More and more people continue to be sentenced to death, to hang until they die. They would have been found guilty of cold-blooded murder and, according to Zimbabwean laws, a killer must also be killed.

More than 50 condemned prisoners languish inside Chikurubi Maximum Security Prison on the outskirts of Harare today as they wait for their date with the hangman.

That date does not appear to be imminent, however, as Zimbabwe has no hangman. There are campaigns going on against capital punishment and Cabinet is said to have that issue on its agenda as well.

Arguments against the death penalty include moral issues and matters of the conscience. Judges who pass the death sentence apparently do so against their will, but only because that is what the law says.

They try very hard to find extenuating circumstances in a bid to avoid sending convicts to the gallows.

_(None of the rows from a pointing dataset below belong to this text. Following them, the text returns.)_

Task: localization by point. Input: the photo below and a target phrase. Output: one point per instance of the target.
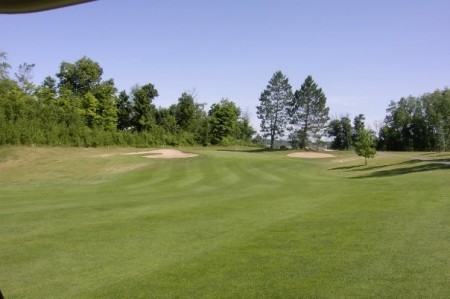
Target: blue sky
(363, 54)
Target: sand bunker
(163, 154)
(309, 155)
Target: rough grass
(88, 223)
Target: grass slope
(91, 223)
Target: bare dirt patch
(163, 154)
(310, 155)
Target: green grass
(90, 223)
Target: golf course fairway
(246, 223)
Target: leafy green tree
(245, 129)
(24, 77)
(143, 108)
(124, 110)
(309, 112)
(4, 66)
(341, 131)
(272, 110)
(365, 146)
(358, 124)
(81, 76)
(186, 112)
(105, 93)
(223, 121)
(165, 118)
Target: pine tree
(272, 110)
(309, 112)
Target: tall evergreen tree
(272, 110)
(309, 112)
(143, 108)
(358, 124)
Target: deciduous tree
(365, 146)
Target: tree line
(78, 107)
(411, 124)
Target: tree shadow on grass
(346, 167)
(256, 150)
(363, 167)
(405, 170)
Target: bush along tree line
(79, 108)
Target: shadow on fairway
(256, 150)
(362, 167)
(405, 170)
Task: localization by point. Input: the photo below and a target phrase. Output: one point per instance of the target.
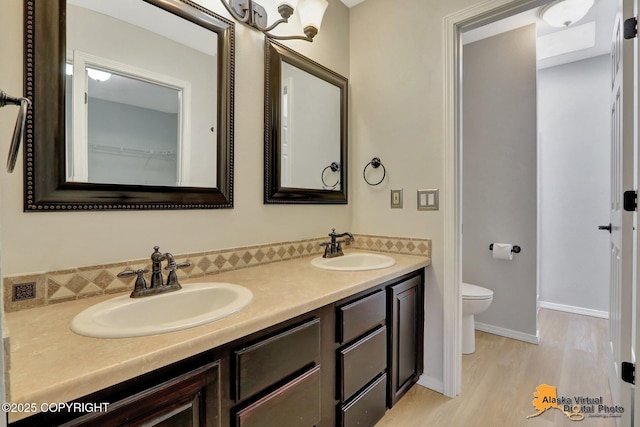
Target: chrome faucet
(334, 247)
(157, 280)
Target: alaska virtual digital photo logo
(576, 408)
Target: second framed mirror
(305, 129)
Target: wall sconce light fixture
(562, 13)
(251, 13)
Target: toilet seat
(475, 292)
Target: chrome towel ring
(335, 167)
(374, 163)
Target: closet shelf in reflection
(141, 152)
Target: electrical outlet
(396, 199)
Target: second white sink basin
(358, 261)
(193, 305)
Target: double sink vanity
(294, 343)
(307, 341)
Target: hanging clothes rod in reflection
(18, 130)
(131, 151)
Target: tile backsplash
(84, 282)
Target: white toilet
(475, 299)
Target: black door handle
(605, 227)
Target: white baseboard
(508, 333)
(576, 310)
(431, 383)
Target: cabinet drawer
(368, 407)
(268, 361)
(358, 317)
(297, 403)
(362, 361)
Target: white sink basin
(193, 305)
(358, 261)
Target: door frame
(453, 26)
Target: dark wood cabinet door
(295, 404)
(406, 336)
(189, 400)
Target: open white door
(622, 253)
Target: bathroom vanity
(319, 347)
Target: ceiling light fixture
(251, 13)
(562, 13)
(98, 75)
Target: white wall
(397, 114)
(574, 125)
(500, 177)
(37, 242)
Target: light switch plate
(428, 200)
(396, 199)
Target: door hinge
(628, 373)
(630, 28)
(630, 201)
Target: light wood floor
(499, 379)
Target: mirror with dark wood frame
(305, 130)
(56, 181)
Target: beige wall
(397, 114)
(37, 242)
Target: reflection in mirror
(306, 130)
(133, 105)
(310, 119)
(142, 126)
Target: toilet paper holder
(515, 249)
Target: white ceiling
(568, 44)
(565, 44)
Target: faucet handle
(176, 266)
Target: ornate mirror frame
(274, 191)
(45, 186)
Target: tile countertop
(50, 363)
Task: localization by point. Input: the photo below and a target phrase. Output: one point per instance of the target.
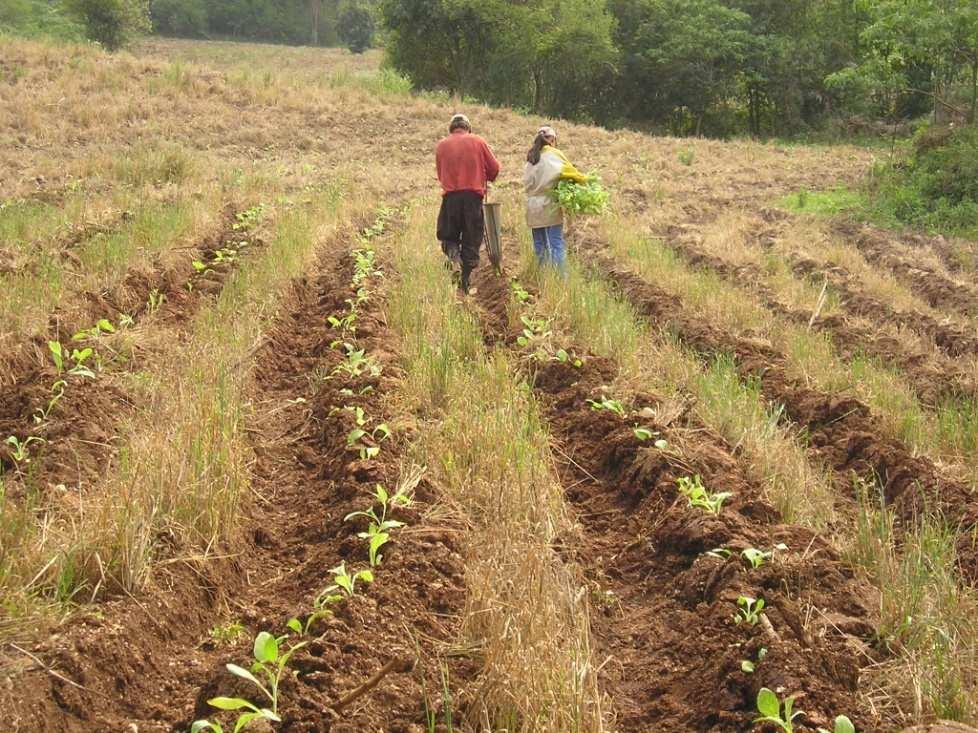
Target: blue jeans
(548, 243)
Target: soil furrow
(841, 431)
(76, 434)
(932, 377)
(662, 609)
(939, 290)
(305, 481)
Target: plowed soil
(152, 662)
(662, 608)
(843, 432)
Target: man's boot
(465, 286)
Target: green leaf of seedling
(231, 703)
(246, 718)
(843, 725)
(266, 647)
(243, 674)
(376, 542)
(201, 725)
(355, 435)
(768, 703)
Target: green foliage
(698, 496)
(356, 28)
(581, 198)
(769, 707)
(556, 56)
(34, 18)
(749, 610)
(111, 23)
(824, 203)
(936, 188)
(184, 18)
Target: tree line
(715, 67)
(688, 67)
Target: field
(236, 377)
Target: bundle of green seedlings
(270, 659)
(270, 655)
(578, 199)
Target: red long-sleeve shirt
(464, 163)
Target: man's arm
(490, 162)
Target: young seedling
(357, 362)
(347, 583)
(266, 674)
(80, 356)
(755, 558)
(749, 610)
(320, 610)
(521, 294)
(155, 302)
(355, 441)
(534, 330)
(57, 392)
(95, 332)
(698, 496)
(769, 706)
(378, 529)
(842, 724)
(58, 355)
(248, 218)
(20, 454)
(643, 434)
(228, 633)
(610, 405)
(563, 357)
(748, 667)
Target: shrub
(356, 28)
(39, 18)
(186, 18)
(112, 23)
(937, 186)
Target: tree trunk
(974, 88)
(315, 9)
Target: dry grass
(487, 448)
(944, 433)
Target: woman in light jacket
(545, 168)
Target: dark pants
(461, 226)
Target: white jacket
(540, 180)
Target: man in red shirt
(465, 164)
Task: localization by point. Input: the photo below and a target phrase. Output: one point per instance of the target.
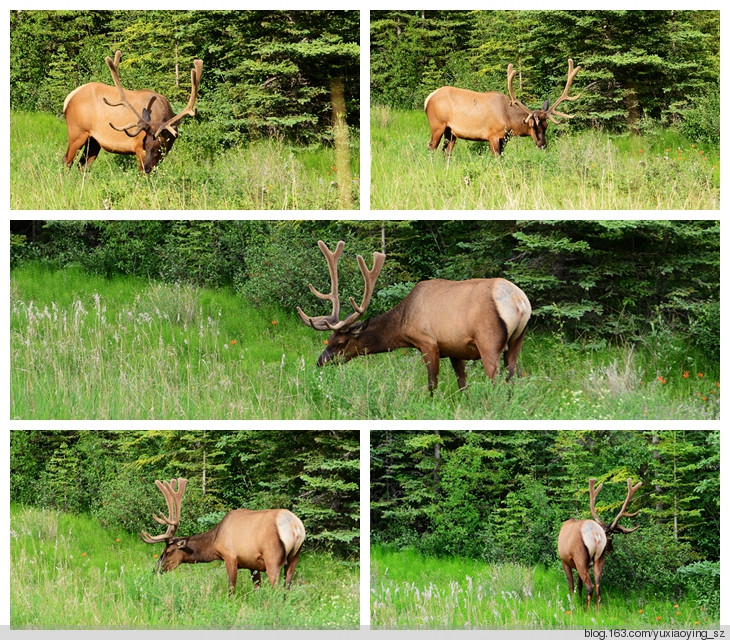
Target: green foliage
(637, 63)
(701, 581)
(67, 572)
(266, 73)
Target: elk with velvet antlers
(460, 320)
(266, 540)
(583, 544)
(127, 122)
(491, 116)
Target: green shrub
(701, 582)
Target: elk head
(159, 136)
(344, 341)
(585, 543)
(174, 551)
(536, 119)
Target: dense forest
(111, 474)
(501, 496)
(595, 282)
(638, 67)
(265, 73)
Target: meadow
(413, 591)
(264, 174)
(85, 347)
(67, 572)
(586, 170)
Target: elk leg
(436, 134)
(569, 573)
(91, 150)
(431, 358)
(289, 573)
(74, 144)
(449, 141)
(512, 353)
(256, 578)
(232, 571)
(460, 369)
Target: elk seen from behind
(460, 320)
(583, 544)
(100, 116)
(490, 116)
(264, 540)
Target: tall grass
(589, 170)
(67, 572)
(413, 591)
(83, 347)
(264, 174)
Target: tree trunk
(342, 145)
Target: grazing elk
(466, 320)
(490, 117)
(127, 122)
(585, 543)
(265, 540)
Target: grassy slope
(88, 348)
(262, 175)
(409, 590)
(583, 171)
(67, 572)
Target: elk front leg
(431, 358)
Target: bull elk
(265, 540)
(465, 320)
(142, 123)
(491, 116)
(585, 543)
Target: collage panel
(555, 357)
(365, 320)
(484, 529)
(185, 528)
(578, 110)
(262, 108)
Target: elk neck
(384, 332)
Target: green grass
(84, 347)
(587, 170)
(263, 174)
(413, 591)
(68, 572)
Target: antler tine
(173, 498)
(592, 496)
(114, 69)
(622, 514)
(511, 73)
(195, 73)
(571, 74)
(369, 276)
(321, 323)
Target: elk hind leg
(460, 369)
(514, 346)
(91, 151)
(289, 569)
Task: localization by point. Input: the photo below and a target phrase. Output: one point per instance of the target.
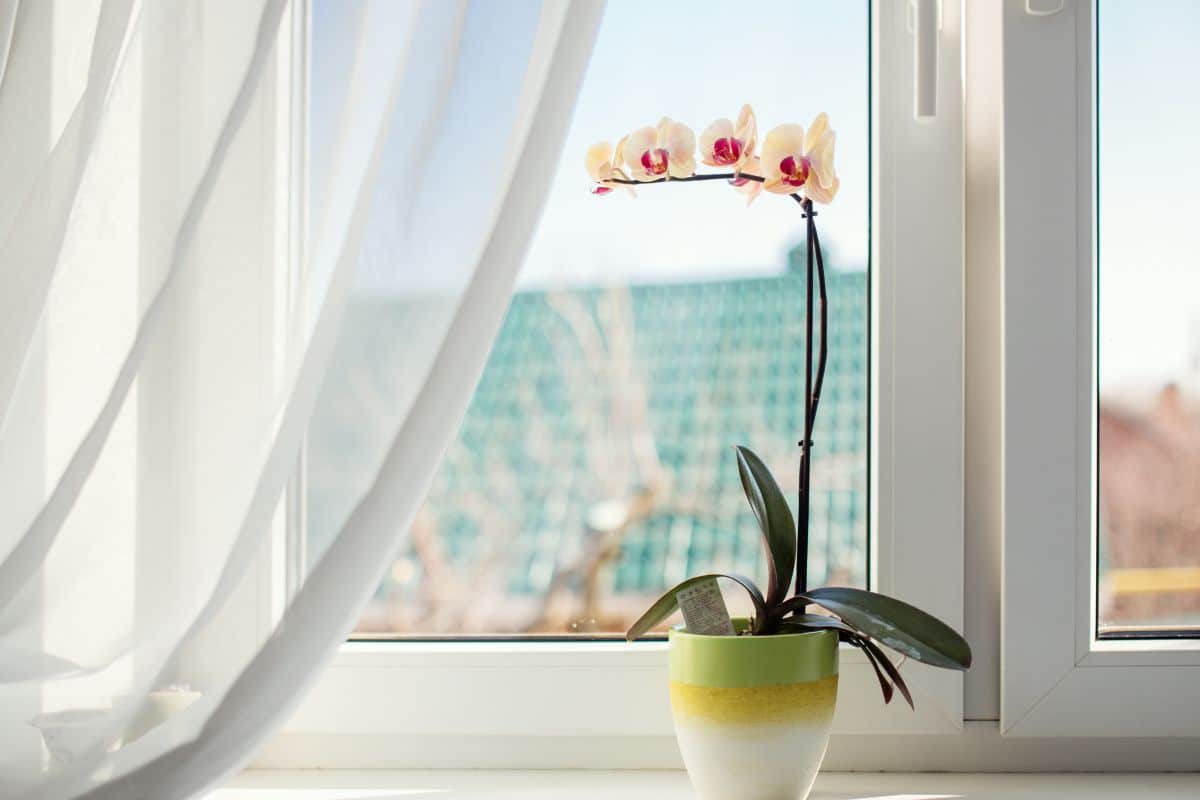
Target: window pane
(1149, 109)
(647, 336)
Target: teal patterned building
(595, 457)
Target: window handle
(1043, 7)
(924, 23)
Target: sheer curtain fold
(156, 388)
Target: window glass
(647, 336)
(1149, 317)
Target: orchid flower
(798, 163)
(729, 144)
(665, 151)
(601, 163)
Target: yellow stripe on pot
(811, 702)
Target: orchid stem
(709, 176)
(813, 383)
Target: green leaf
(873, 650)
(903, 627)
(666, 605)
(774, 518)
(819, 621)
(885, 685)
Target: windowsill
(579, 785)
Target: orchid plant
(799, 164)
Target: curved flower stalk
(799, 164)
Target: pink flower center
(726, 150)
(795, 172)
(655, 161)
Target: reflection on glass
(1149, 427)
(647, 336)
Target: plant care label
(703, 609)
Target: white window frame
(1059, 679)
(537, 703)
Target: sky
(695, 62)
(1149, 166)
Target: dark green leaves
(666, 605)
(774, 518)
(903, 627)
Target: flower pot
(753, 713)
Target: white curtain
(178, 250)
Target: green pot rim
(750, 661)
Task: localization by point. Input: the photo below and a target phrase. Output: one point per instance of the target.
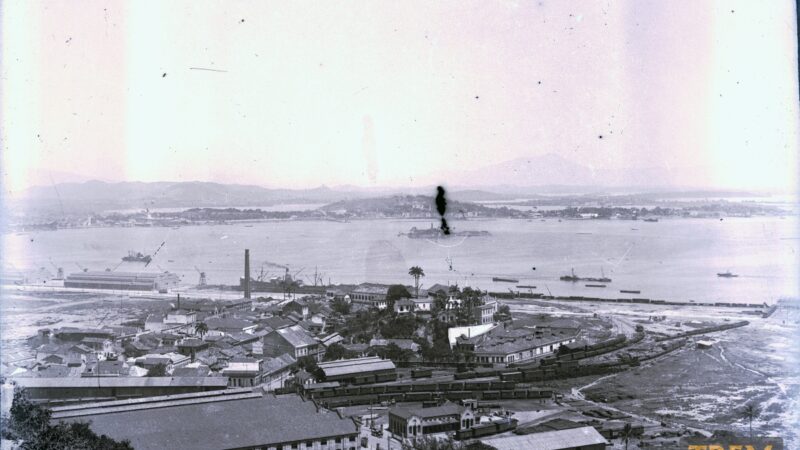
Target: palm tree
(417, 273)
(201, 328)
(750, 412)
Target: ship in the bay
(727, 274)
(574, 278)
(436, 233)
(137, 257)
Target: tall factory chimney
(246, 273)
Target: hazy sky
(394, 93)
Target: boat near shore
(504, 280)
(436, 233)
(574, 278)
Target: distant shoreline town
(409, 207)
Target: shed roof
(549, 440)
(296, 336)
(79, 382)
(243, 421)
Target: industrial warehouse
(126, 281)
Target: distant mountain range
(514, 179)
(96, 196)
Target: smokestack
(246, 273)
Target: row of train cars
(507, 382)
(333, 397)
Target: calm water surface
(674, 259)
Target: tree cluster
(29, 424)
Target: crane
(155, 253)
(202, 281)
(59, 270)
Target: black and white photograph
(399, 225)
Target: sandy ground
(702, 389)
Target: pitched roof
(371, 289)
(78, 382)
(296, 336)
(239, 421)
(500, 340)
(215, 323)
(447, 409)
(272, 365)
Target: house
(404, 306)
(236, 418)
(191, 346)
(293, 340)
(192, 370)
(230, 325)
(417, 422)
(485, 313)
(275, 323)
(405, 344)
(336, 294)
(181, 316)
(276, 371)
(169, 360)
(423, 304)
(297, 305)
(77, 334)
(243, 372)
(106, 369)
(54, 359)
(334, 338)
(358, 349)
(504, 346)
(73, 388)
(314, 328)
(370, 295)
(439, 289)
(155, 322)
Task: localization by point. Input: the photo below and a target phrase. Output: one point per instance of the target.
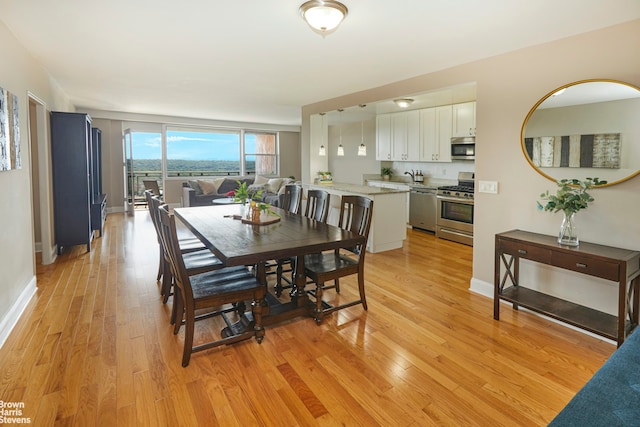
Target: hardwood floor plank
(95, 347)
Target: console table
(606, 262)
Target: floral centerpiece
(570, 198)
(386, 173)
(242, 193)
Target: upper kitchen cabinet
(405, 133)
(464, 119)
(398, 136)
(435, 134)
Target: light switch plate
(488, 187)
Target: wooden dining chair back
(317, 205)
(356, 213)
(317, 208)
(148, 195)
(152, 185)
(291, 200)
(216, 293)
(198, 259)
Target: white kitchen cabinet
(398, 136)
(405, 135)
(464, 119)
(395, 186)
(383, 137)
(435, 134)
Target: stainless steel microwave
(463, 148)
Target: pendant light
(362, 149)
(322, 151)
(340, 147)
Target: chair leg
(278, 287)
(160, 263)
(177, 312)
(319, 313)
(188, 336)
(361, 290)
(256, 308)
(167, 281)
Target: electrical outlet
(488, 187)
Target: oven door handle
(455, 200)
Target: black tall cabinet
(77, 183)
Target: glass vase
(568, 231)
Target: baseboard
(11, 319)
(486, 289)
(115, 209)
(481, 287)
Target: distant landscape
(191, 167)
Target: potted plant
(570, 198)
(386, 173)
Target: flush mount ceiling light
(323, 16)
(403, 102)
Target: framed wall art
(9, 131)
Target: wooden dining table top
(237, 243)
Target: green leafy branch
(570, 197)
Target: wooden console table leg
(496, 286)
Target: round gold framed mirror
(588, 128)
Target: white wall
(20, 74)
(350, 167)
(507, 88)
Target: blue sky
(189, 145)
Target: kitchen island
(388, 225)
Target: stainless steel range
(454, 219)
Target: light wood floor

Those against the death penalty must not slack in their fight until Zimbabwe lawmakers realise the primitiveness of such a statute which has been thrown away in the majority of countries around us. Being on death row is not a joke.

Some of the prisoners on death row have languished in solitary confinement for more than a decade. Their petitions for mercy have been rejected by President Robert Mugabe.

George Manyonga has spent 13 years awaiting execution, while James Dube and Bright Gwashinga have waited to be hanged for 10 and five years respectively.

Aaron Masongo was sentenced to death last week and will join the long list of condemned people that are in prison waiting to be executed.

At least 65 people have been hanged in Zimbabwe since independence in 1980. But it is unlikely that those currently on death row will be executed any time soon. Chikurubi has searched high and low for a hangman for years now, but in vain.

Prison officials say the job of a hangman involves techniques and procedures that are very simple to learn. The candidate for the job need not possess any previous experience, neither does he have to be literate.

Officials at Chikurubi confirmed they had failed to recruit a hangman. Zimbabwe is one of the few countries in the world that still have capital punishment on their statute books.

With more 50 prisoners on death row, there is growing agitation for the abolition of capital punishment through the ongoing constitution-making process. Of the 50 plus convicts on death row, a dozen have petitioned the President for clemency.

The rest are destined to hang, once an executioner is found.

Human rights groups have, for some time now, been circulating petitions calling for the abolition of the death penalty.

A draft constitution proposed by civil rights activists says judicial executions should be stopped.

Several prisoners on death row have had their sentences commuted to life imprisonment after the Supreme Court ruled it inhumane to delay their execution.

Zimbabwe should, like its neighbours in the region, reconsider the issue of capital punishment.